Backup time: 4hrs 50minutes.. absolutely killer...
Which that kind of time is disastrous.. The ZIP script wasn't even that slow..
So then I updated the remote servers scheduled tasks to still create the ZIP backup, but just do not copy up to the corporate server.. Then updated the Backup Exec selection list to be the ZIP file specifically..
Backup time: 45 minutes.... reasonable for sure!
Now, I know the agent is supposed to be compressing on the fly and sending the files up.. So you would expect with a file already compressed into a ZIP that it wouldn't make a difference.. but I'd say... 4hrs 10minutes is absolutely a crazy difference.. Does anybody know how to make sure the Agents are truly compressing the files on the fly????
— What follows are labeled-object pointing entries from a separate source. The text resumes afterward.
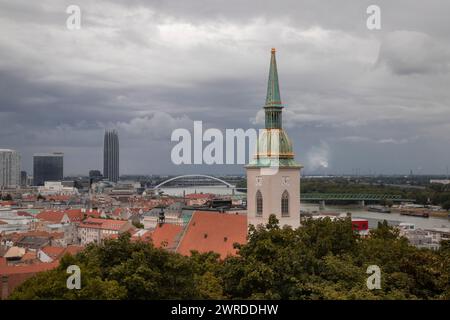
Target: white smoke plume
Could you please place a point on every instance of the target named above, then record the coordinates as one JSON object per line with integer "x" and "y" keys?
{"x": 318, "y": 157}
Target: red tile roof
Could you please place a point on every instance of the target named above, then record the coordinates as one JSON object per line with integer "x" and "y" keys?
{"x": 30, "y": 255}
{"x": 210, "y": 231}
{"x": 166, "y": 233}
{"x": 108, "y": 224}
{"x": 24, "y": 214}
{"x": 50, "y": 216}
{"x": 73, "y": 250}
{"x": 74, "y": 215}
{"x": 199, "y": 196}
{"x": 31, "y": 268}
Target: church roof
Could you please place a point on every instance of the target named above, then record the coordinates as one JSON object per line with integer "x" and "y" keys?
{"x": 274, "y": 148}
{"x": 273, "y": 98}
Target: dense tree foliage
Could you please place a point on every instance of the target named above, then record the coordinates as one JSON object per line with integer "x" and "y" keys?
{"x": 425, "y": 193}
{"x": 323, "y": 259}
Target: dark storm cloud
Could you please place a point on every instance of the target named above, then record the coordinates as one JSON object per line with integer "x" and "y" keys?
{"x": 354, "y": 98}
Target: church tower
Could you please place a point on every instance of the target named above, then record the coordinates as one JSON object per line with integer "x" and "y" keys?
{"x": 273, "y": 176}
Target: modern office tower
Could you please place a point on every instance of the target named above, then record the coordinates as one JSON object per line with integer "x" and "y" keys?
{"x": 9, "y": 168}
{"x": 273, "y": 175}
{"x": 111, "y": 156}
{"x": 95, "y": 176}
{"x": 23, "y": 178}
{"x": 48, "y": 167}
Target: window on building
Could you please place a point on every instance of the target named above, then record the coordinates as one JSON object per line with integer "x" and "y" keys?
{"x": 285, "y": 204}
{"x": 259, "y": 203}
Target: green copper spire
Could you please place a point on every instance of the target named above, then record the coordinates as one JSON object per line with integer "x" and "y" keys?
{"x": 273, "y": 98}
{"x": 274, "y": 149}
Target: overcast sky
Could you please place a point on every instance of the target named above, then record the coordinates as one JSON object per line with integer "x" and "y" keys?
{"x": 375, "y": 100}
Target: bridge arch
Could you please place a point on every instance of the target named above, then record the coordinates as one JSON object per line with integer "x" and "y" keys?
{"x": 194, "y": 175}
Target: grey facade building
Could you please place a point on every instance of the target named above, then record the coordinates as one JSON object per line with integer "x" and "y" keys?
{"x": 9, "y": 168}
{"x": 23, "y": 179}
{"x": 111, "y": 156}
{"x": 48, "y": 167}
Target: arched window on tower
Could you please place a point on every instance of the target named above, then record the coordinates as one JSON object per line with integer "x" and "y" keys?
{"x": 285, "y": 204}
{"x": 259, "y": 204}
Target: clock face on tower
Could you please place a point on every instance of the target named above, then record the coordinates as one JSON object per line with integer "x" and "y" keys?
{"x": 285, "y": 181}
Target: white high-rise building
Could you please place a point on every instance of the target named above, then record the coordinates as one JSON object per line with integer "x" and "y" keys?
{"x": 9, "y": 168}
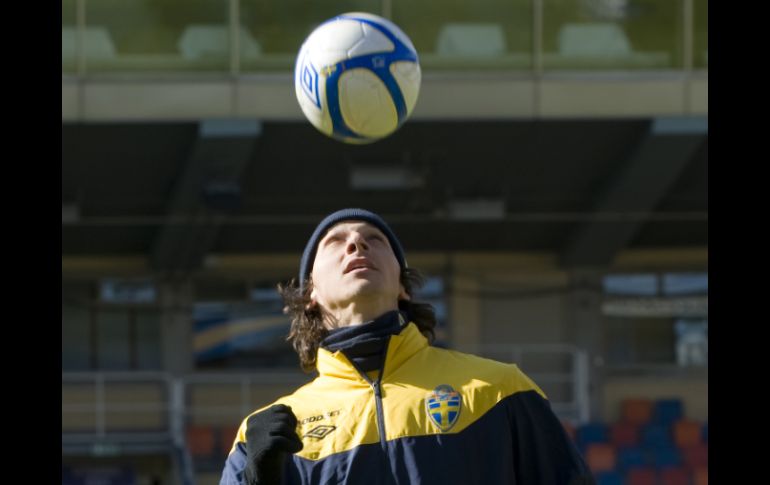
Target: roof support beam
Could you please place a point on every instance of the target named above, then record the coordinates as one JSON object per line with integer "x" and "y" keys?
{"x": 208, "y": 184}
{"x": 638, "y": 186}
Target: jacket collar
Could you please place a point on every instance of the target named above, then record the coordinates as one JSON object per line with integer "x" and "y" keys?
{"x": 400, "y": 348}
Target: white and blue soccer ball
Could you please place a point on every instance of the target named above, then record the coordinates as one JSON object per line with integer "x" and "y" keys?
{"x": 357, "y": 77}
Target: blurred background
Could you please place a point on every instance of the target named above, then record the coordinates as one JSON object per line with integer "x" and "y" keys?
{"x": 552, "y": 184}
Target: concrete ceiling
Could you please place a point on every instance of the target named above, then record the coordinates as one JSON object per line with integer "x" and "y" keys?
{"x": 584, "y": 189}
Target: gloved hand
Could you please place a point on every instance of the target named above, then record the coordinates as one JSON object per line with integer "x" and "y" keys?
{"x": 270, "y": 435}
Otherwise.. I'm wondering why I bought the agents for these servers if scripts and zips perform better..
08-21-2008 11:14 AM
Otherwise.. I'm wondering why I bought the agents for these servers if scripts and zips perform better
Because without the Agent, you cannot grab the SystemState, and thus cannot do a DR type restore? (just guessing )
or
because if the database supports agent backups, you must have a RAWS installed to see the database?